Ex-governador solicita divisão de R$ 23 milhões restantes de acordo firmado em colaboração premiada

Reprodução/Mídia News

O ministro Dias Toffoli, do Supremo Tribunal Federal, determinou que a Procuradoria-Geral da República se manifeste sobre o pedido do ex-governador Silval Barbosa para parcelar o pagamento de R$ 23 milhões restantes de seu acordo de colaboração premiada.

A decisão foi tomada após a defesa recorrer de despacho anterior do próprio relator, que havia fixado o prazo de 30 dias úteis para a quitação integral do valor.

No documento, assinado em 25 de março, Toffoli não analisou o mérito do pedido e destacou que o acordo foi firmado entre o colaborador e a PGR, sendo necessária a manifestação do órgão antes de qualquer deliberação.

Na petição apresentada ao STF, a defesa argumenta que o pagamento em parcela única é inviável, uma vez que o montante corresponde a valores acumulados ao longo dos anos. Os advogados pedem o restabelecimento das condições originais do acordo, firmado em 2017, que previa o pagamento em cinco parcelas anuais.

Segundo a defesa, Silval Barbosa já quitou cerca de R$ 46,6 milhões de um total de R$ 70 milhões, restando aproximadamente R$ 23 milhões.

Os autos indicam ainda que o ex-governador tentou antecipar a quitação por meio da entrega de imóveis, proposta analisada pela PGR, mas sem aceite formal.

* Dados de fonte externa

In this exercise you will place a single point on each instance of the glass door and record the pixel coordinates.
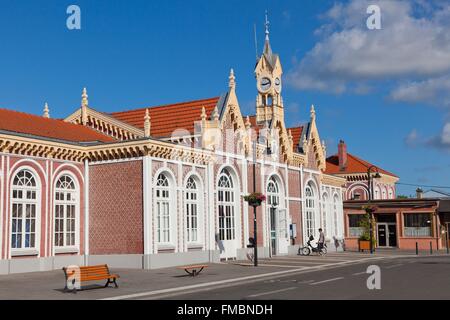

A defesa também sustenta que não houve má-fé por parte do colaborador durante as negociações, ponto que já teria sido reconhecido anteriormente pelo relator.

Após a manifestação da PGR, o caso retornará ao gabinete de Dias Toffoli, que deverá decidir se mantém a exigência de pagamento à vista ou autoriza o parcelamento solicitado.